I spent this morning sitting down and watching #BattleForNumber10 (because hashtags are so in this season). The joy of not having a TV is being unable to watch things live so instead of joining in the conversation yesterday evening I woke up today, cooked up some pasta, got some work out of the way, then sat down and watched it with a cup of tea.

It’s the first of these leadership debates, and it was certainly interesting watching. I cheered at the aggressive return of Paxman who clearly has been relishing the opportunity to verbally maul people for a while. I noted the more aggressive approach Burley seemed to have taken with Miliband, and definitely concluded that – at least now – I would not make a good impartial moderator.

And I agree with a lot of the analysis – Cameron would probably have fairer slightly better in a head-to-head, but I think that honestly Cameron would have fairer even better without any debates. He has to argue he’ll make things better despite having had an opportunity to do so for the past five years, whilst Miliband’s giant problem is not looking like a leader. The more chances you give him to be on T.V then more chances he gets to break that perspective. I’m not against this – I am no Tory – but as someone interested in tactics it must suck to go into televised debates knowing that in the last election they drove you into a coalition government. In my view the broadcast kept Cameron at a fairly neutral position; if you thought he was terrible you still did, if you thought he was a statesman you still did. He came across as a politician, including the politician’s tendency to try and weasel out of answers, but Miliband came across as engaging, quite frankly spoken, and passionate.

And yet after looking around online I was surprised to see there were a fair amount of people for whom the conclusion was the inverse. I suppose that in the end we strive to find points that shore up our own bias so I must have been picking up things that supported my preferred end result. Perhaps I was being a tad unfair in my assessment – maybe I was just more resistant to Burley going after the left-wing choice (although I don’t think so – I may need to rewatch) and giving Miliband too much of a pass on his lack of stats.

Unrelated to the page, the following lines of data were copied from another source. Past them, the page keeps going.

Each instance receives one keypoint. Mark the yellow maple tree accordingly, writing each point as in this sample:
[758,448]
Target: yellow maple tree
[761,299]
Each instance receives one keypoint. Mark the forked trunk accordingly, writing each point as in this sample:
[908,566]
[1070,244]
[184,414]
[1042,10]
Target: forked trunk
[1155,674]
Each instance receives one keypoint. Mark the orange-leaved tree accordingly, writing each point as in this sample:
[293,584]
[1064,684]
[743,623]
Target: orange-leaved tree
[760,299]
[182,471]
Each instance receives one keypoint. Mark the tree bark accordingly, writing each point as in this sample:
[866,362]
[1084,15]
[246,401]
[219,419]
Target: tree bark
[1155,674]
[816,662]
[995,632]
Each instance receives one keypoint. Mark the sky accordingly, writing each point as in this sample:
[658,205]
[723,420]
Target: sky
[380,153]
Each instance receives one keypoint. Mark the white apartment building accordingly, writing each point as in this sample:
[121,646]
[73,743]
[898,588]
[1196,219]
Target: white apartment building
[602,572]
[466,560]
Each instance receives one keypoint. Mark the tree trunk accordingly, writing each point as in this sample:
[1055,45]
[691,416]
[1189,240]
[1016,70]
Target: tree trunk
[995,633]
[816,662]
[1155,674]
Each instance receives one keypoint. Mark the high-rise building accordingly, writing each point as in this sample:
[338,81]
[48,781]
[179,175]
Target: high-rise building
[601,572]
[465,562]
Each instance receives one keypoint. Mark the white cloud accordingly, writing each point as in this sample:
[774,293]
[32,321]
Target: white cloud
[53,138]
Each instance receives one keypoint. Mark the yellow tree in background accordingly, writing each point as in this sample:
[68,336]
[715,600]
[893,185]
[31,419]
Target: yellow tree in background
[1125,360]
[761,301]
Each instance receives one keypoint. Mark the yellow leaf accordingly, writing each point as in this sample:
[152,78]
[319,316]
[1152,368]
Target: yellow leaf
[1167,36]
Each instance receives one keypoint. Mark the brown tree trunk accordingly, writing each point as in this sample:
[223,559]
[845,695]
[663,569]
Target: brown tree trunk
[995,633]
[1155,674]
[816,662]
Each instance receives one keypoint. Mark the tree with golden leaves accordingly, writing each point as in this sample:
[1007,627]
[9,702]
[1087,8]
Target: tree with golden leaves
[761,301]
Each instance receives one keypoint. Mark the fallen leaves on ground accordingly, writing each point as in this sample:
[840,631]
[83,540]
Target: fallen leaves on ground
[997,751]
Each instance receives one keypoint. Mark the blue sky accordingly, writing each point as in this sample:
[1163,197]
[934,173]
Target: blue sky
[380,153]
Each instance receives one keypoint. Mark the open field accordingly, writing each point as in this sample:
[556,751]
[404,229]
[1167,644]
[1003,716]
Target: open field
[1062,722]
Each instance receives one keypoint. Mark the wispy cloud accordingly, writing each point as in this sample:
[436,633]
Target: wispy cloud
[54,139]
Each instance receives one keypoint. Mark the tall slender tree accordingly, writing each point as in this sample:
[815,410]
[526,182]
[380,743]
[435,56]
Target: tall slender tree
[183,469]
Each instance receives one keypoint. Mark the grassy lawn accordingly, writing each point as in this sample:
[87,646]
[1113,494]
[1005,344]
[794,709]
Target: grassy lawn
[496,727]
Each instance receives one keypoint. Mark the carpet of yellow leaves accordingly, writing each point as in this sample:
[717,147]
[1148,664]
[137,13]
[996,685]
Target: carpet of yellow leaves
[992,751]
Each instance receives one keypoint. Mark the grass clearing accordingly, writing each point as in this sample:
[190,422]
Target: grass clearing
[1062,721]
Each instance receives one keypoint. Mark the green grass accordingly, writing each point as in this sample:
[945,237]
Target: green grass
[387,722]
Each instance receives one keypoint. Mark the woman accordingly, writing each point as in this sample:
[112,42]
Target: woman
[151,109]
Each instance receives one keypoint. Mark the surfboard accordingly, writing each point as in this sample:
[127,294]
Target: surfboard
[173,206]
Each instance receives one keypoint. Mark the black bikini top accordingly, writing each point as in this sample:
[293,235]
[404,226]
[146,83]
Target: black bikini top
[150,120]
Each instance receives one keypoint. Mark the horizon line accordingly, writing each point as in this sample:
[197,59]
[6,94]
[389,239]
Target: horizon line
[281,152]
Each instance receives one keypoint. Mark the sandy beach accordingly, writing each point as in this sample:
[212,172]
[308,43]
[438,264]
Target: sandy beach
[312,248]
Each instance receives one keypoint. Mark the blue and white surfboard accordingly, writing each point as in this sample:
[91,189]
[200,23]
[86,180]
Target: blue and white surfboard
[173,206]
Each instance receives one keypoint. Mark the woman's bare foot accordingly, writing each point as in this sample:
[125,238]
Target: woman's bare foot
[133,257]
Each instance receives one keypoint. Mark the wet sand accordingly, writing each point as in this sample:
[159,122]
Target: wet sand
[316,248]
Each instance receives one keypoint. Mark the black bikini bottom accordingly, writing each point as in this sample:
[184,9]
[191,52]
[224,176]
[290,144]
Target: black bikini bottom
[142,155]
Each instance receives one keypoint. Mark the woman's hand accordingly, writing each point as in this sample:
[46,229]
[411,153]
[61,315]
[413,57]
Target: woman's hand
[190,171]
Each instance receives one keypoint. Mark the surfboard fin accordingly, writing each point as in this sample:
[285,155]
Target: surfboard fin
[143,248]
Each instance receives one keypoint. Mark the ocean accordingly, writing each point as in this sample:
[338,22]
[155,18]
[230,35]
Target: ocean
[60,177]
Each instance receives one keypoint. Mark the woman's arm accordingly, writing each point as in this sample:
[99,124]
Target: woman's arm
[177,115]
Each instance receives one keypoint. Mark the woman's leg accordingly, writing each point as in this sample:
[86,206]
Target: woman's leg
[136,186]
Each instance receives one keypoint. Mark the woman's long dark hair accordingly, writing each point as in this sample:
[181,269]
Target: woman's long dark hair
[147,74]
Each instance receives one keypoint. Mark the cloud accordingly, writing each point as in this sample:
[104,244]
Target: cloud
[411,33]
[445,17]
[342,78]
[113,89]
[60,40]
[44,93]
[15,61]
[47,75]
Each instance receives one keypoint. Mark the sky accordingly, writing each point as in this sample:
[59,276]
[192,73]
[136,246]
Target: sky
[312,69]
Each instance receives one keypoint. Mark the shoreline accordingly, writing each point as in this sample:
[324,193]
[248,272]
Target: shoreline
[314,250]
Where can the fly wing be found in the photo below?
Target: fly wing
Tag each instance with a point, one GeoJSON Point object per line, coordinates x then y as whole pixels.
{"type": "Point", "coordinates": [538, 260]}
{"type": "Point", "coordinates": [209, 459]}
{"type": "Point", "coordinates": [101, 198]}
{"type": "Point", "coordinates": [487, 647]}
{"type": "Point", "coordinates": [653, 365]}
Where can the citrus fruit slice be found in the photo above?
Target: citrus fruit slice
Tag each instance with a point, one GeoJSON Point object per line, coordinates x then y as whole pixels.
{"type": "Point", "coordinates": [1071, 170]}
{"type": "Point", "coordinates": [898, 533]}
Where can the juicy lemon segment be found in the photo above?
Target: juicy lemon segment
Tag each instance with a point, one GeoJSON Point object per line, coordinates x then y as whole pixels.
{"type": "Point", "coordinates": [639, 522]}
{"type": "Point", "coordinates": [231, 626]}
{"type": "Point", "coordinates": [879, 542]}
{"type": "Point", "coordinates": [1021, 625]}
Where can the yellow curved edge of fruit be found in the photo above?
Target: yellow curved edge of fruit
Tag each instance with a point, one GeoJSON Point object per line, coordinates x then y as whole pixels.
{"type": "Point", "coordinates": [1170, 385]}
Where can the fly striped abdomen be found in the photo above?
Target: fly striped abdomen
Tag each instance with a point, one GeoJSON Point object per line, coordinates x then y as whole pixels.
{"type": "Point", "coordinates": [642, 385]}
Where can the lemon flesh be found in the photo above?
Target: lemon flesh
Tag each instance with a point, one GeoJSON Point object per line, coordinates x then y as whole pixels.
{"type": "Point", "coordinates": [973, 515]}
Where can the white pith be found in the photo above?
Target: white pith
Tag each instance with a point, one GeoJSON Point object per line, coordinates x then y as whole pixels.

When it comes to elections though, I’m not really the vote that matters. Sure I do vote, but at the end of the day I am one of those people that will tend to vote for defined side of the political spectrum. I’m not going to vote right-wing and likely never will. I’m not part of that swath of uncommitted middle ground voters who could tip either way. So long as I am mobilised to go to the polls the main parties likely won’t waste their time courting me. That’s why I enjoy watching these debates – I get a good sense of what politician’s think the middle ground cares about, and then I get to pretend that I could be better (I totally could).

As it stands we’re looking at another coalition being formed in the days after May 7th. Hopefully the upcoming debates will tilt it to the side that I would prefer, and will shore up a more rational approach to hot button topics such as immigration which are increasingly becoming hysterical. Still, we’ve got a few more weeks to go before then.